Ne yazık ki aşk, bazen sandığından çok daha büyük fedakarlıklar gerektirir.
Bazen çok daha büyük suskunluklar.
Çok daha büyük acılar ve çok daha büyük gözyaşları.
Bazen sırf bitmesin diye başlamazsın bi hikayeye.
Bazen sırf ıslanmak için çıkarsın yağmura.
Ve bazen sırf onun için dönersin o'na sırtını.
Bazen dolunay yüzünü hatırlattığı için beklersin her gece , iki elin yüzünde.
Onun mutluluğu bazen yalnız yatmanı gerektirir.
Bazen sırf sen ağladığın için mutlu olmasını sağlarsın onun.

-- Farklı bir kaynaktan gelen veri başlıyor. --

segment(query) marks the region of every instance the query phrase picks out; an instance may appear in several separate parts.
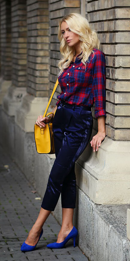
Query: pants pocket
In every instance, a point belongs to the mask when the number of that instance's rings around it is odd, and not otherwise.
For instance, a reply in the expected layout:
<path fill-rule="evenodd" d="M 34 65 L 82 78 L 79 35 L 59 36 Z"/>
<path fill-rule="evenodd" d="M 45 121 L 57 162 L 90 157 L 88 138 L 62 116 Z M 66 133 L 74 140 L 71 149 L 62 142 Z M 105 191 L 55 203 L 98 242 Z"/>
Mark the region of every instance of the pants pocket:
<path fill-rule="evenodd" d="M 83 109 L 80 111 L 80 115 L 84 128 L 88 129 L 92 128 L 93 120 L 92 112 Z"/>

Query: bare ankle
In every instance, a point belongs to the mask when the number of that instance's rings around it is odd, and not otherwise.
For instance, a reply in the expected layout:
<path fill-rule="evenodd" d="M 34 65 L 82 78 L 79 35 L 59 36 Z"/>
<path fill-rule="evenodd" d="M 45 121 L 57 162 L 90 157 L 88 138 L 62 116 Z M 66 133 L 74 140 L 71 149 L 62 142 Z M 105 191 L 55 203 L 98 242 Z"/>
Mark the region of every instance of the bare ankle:
<path fill-rule="evenodd" d="M 68 225 L 65 225 L 61 227 L 61 230 L 62 231 L 66 231 L 67 230 L 70 230 L 70 229 L 72 229 L 73 227 L 72 224 L 69 224 Z"/>

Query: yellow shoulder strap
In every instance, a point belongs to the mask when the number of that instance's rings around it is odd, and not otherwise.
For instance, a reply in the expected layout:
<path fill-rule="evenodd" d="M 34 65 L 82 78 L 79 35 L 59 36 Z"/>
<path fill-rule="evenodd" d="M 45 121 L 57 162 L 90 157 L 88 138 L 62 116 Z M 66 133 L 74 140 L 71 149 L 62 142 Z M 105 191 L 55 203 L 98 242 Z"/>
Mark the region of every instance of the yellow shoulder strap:
<path fill-rule="evenodd" d="M 44 115 L 43 115 L 43 117 L 45 117 L 45 116 L 46 116 L 46 113 L 47 111 L 47 110 L 49 108 L 49 105 L 51 102 L 51 101 L 52 99 L 53 96 L 55 92 L 55 90 L 57 88 L 57 86 L 58 86 L 58 83 L 59 83 L 59 82 L 58 81 L 58 78 L 57 78 L 57 80 L 56 80 L 56 82 L 55 83 L 55 86 L 54 86 L 54 88 L 53 89 L 53 92 L 52 93 L 52 95 L 50 97 L 50 99 L 49 100 L 49 101 L 48 102 L 48 104 L 46 106 L 46 108 L 45 110 L 45 112 L 44 114 Z"/>

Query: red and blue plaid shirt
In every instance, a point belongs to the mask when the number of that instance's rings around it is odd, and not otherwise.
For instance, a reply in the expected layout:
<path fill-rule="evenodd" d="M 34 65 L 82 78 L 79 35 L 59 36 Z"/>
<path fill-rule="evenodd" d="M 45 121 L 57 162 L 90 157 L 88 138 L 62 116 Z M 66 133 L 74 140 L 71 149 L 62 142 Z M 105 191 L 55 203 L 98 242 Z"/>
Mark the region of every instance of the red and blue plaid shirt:
<path fill-rule="evenodd" d="M 62 90 L 57 96 L 60 101 L 67 103 L 92 107 L 94 102 L 96 118 L 106 117 L 106 61 L 105 53 L 94 48 L 94 57 L 91 53 L 87 62 L 86 68 L 77 56 L 75 62 L 71 62 L 69 67 L 64 69 L 58 77 Z M 82 51 L 81 53 L 82 52 Z"/>

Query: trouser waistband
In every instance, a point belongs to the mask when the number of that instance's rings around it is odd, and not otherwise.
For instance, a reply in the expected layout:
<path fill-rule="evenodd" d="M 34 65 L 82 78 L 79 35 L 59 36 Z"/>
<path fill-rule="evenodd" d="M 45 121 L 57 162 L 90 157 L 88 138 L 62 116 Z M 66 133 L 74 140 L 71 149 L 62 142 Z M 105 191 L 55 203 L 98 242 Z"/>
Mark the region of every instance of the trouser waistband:
<path fill-rule="evenodd" d="M 61 100 L 60 101 L 59 103 L 62 104 L 64 105 L 65 105 L 66 107 L 66 106 L 67 107 L 69 107 L 72 109 L 73 109 L 75 107 L 77 108 L 82 108 L 83 109 L 85 110 L 86 110 L 87 111 L 91 111 L 91 107 L 90 107 L 90 106 L 76 105 L 75 104 L 70 104 L 69 103 L 68 103 L 67 102 L 66 102 L 65 101 L 64 101 L 63 100 Z"/>

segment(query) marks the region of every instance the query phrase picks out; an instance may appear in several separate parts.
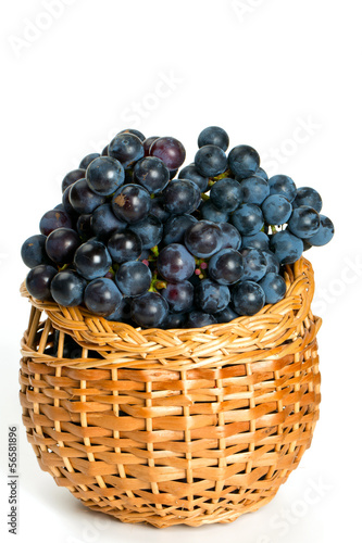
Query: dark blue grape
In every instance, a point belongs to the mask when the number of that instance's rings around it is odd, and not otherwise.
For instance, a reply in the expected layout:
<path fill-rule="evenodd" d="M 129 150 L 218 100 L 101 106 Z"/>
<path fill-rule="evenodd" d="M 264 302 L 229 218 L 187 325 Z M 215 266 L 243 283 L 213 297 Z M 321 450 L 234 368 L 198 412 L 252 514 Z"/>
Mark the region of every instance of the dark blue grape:
<path fill-rule="evenodd" d="M 287 230 L 282 230 L 272 236 L 271 249 L 280 264 L 294 264 L 303 254 L 303 242 Z"/>
<path fill-rule="evenodd" d="M 164 206 L 173 215 L 192 213 L 199 206 L 201 192 L 189 179 L 170 181 L 163 191 Z"/>
<path fill-rule="evenodd" d="M 129 224 L 135 224 L 146 218 L 150 212 L 150 193 L 139 185 L 125 185 L 121 187 L 112 200 L 114 215 Z"/>
<path fill-rule="evenodd" d="M 326 217 L 325 215 L 320 215 L 320 217 L 321 226 L 319 228 L 319 231 L 311 238 L 308 238 L 308 242 L 313 247 L 326 245 L 327 243 L 329 243 L 335 233 L 335 227 L 330 218 Z"/>
<path fill-rule="evenodd" d="M 157 328 L 168 313 L 167 302 L 157 292 L 147 292 L 132 301 L 132 318 L 142 328 Z"/>
<path fill-rule="evenodd" d="M 258 282 L 241 281 L 233 289 L 233 306 L 238 315 L 252 316 L 265 305 L 265 294 Z"/>
<path fill-rule="evenodd" d="M 145 149 L 141 140 L 133 134 L 121 132 L 112 139 L 108 148 L 109 156 L 121 162 L 124 168 L 128 168 L 135 162 L 142 159 Z"/>
<path fill-rule="evenodd" d="M 151 194 L 161 192 L 170 181 L 170 171 L 157 156 L 146 156 L 137 162 L 134 178 Z"/>
<path fill-rule="evenodd" d="M 194 304 L 194 287 L 189 281 L 168 282 L 165 289 L 160 291 L 160 294 L 168 304 L 170 311 L 175 313 L 185 313 L 190 311 Z"/>
<path fill-rule="evenodd" d="M 59 305 L 74 307 L 84 299 L 87 281 L 72 270 L 60 272 L 51 281 L 50 292 Z"/>
<path fill-rule="evenodd" d="M 49 258 L 57 264 L 70 264 L 73 262 L 75 251 L 80 243 L 80 238 L 76 231 L 71 228 L 58 228 L 48 236 L 46 251 Z"/>
<path fill-rule="evenodd" d="M 160 252 L 157 266 L 166 281 L 182 282 L 191 277 L 196 263 L 184 245 L 171 243 Z"/>
<path fill-rule="evenodd" d="M 185 232 L 185 245 L 199 258 L 209 258 L 221 250 L 222 244 L 222 230 L 210 220 L 199 220 Z"/>
<path fill-rule="evenodd" d="M 112 279 L 105 277 L 93 279 L 84 293 L 84 301 L 87 308 L 91 313 L 102 317 L 112 315 L 121 305 L 122 298 L 120 290 Z"/>
<path fill-rule="evenodd" d="M 142 241 L 133 231 L 113 233 L 108 242 L 108 250 L 112 260 L 118 264 L 136 261 L 142 254 Z"/>
<path fill-rule="evenodd" d="M 236 179 L 220 179 L 210 189 L 210 200 L 219 210 L 232 213 L 242 202 L 241 186 Z"/>
<path fill-rule="evenodd" d="M 125 262 L 115 275 L 115 282 L 125 296 L 139 296 L 151 287 L 152 274 L 146 264 L 138 261 Z"/>
<path fill-rule="evenodd" d="M 195 165 L 203 177 L 215 177 L 227 168 L 227 156 L 216 146 L 204 146 L 195 155 Z"/>
<path fill-rule="evenodd" d="M 280 302 L 287 291 L 287 285 L 279 274 L 266 274 L 259 285 L 264 291 L 267 304 Z"/>
<path fill-rule="evenodd" d="M 203 279 L 195 291 L 195 302 L 204 313 L 219 313 L 230 301 L 230 291 L 225 285 L 219 285 L 211 279 Z"/>
<path fill-rule="evenodd" d="M 262 212 L 270 225 L 284 225 L 292 212 L 291 203 L 282 194 L 272 194 L 264 200 Z"/>
<path fill-rule="evenodd" d="M 199 148 L 204 146 L 216 146 L 223 151 L 226 151 L 228 143 L 228 135 L 224 128 L 220 128 L 220 126 L 208 126 L 208 128 L 204 128 L 200 132 L 198 138 Z"/>
<path fill-rule="evenodd" d="M 222 249 L 209 262 L 209 275 L 220 285 L 234 285 L 242 277 L 241 254 L 234 249 Z"/>
<path fill-rule="evenodd" d="M 253 236 L 262 229 L 264 217 L 258 205 L 242 204 L 233 213 L 232 223 L 241 236 Z"/>
<path fill-rule="evenodd" d="M 271 194 L 282 194 L 290 203 L 297 195 L 296 184 L 287 175 L 275 175 L 271 177 L 269 180 L 269 187 L 271 189 Z"/>
<path fill-rule="evenodd" d="M 237 146 L 228 154 L 228 165 L 240 179 L 251 177 L 260 166 L 260 156 L 250 146 Z"/>
<path fill-rule="evenodd" d="M 26 288 L 29 294 L 40 301 L 50 301 L 50 285 L 57 273 L 55 268 L 47 264 L 40 264 L 30 269 L 26 277 Z"/>
<path fill-rule="evenodd" d="M 113 194 L 124 184 L 124 178 L 122 164 L 112 156 L 99 156 L 89 164 L 86 172 L 90 190 L 101 197 Z"/>
<path fill-rule="evenodd" d="M 40 264 L 50 264 L 50 258 L 46 252 L 46 236 L 37 233 L 24 241 L 21 253 L 25 266 L 35 268 Z"/>
<path fill-rule="evenodd" d="M 77 249 L 74 264 L 79 275 L 92 280 L 103 277 L 109 272 L 112 258 L 102 242 L 90 239 Z"/>

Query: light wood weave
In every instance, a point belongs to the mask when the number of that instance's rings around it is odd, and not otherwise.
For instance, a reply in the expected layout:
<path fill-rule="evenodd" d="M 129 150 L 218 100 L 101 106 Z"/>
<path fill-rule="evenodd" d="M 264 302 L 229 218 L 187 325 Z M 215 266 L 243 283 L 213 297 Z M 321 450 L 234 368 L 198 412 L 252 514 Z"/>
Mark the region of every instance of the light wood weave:
<path fill-rule="evenodd" d="M 321 401 L 312 266 L 285 277 L 285 300 L 258 315 L 186 330 L 109 323 L 23 285 L 20 395 L 40 467 L 91 509 L 159 528 L 230 522 L 270 502 Z M 65 334 L 82 358 L 63 357 Z"/>

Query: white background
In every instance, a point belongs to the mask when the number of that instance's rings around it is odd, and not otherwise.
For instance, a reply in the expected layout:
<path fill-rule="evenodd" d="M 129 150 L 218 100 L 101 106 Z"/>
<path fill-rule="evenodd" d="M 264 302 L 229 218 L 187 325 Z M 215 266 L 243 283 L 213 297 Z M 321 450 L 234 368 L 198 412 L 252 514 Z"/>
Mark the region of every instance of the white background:
<path fill-rule="evenodd" d="M 2 541 L 14 539 L 5 526 L 13 424 L 22 543 L 29 534 L 53 543 L 329 543 L 360 533 L 361 2 L 54 0 L 57 14 L 45 15 L 49 3 L 7 2 L 1 16 Z M 214 124 L 233 147 L 255 147 L 271 175 L 321 191 L 336 225 L 334 241 L 308 253 L 324 318 L 321 420 L 300 467 L 260 512 L 198 529 L 121 525 L 57 488 L 26 442 L 17 372 L 29 306 L 18 294 L 20 247 L 61 201 L 65 173 L 121 129 L 175 136 L 191 162 L 199 131 Z"/>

Bazen bir sonraki kibritte onu yakarsın.
Bir sonraki dumanda onu üflersin.
Sebepsiz ve isimsiz bulutlara.
Ve hiç tahmin etmediğin bir anda , hiç olmamış olmayı dilersin.
An olur hiç görmemiş..
Hiç sevmemiş olmayı..
Hiç başlamamış..
Ve hiç bitirmemiş..
Çünkü hiç kazanmamış olmak , kaybetmek değildir.
Geç kalınmışlığın pişmanlığı , erken varılmışlığınkinden fazladır.
Korkaklığın pişmanlığı da , cesaretinkinden..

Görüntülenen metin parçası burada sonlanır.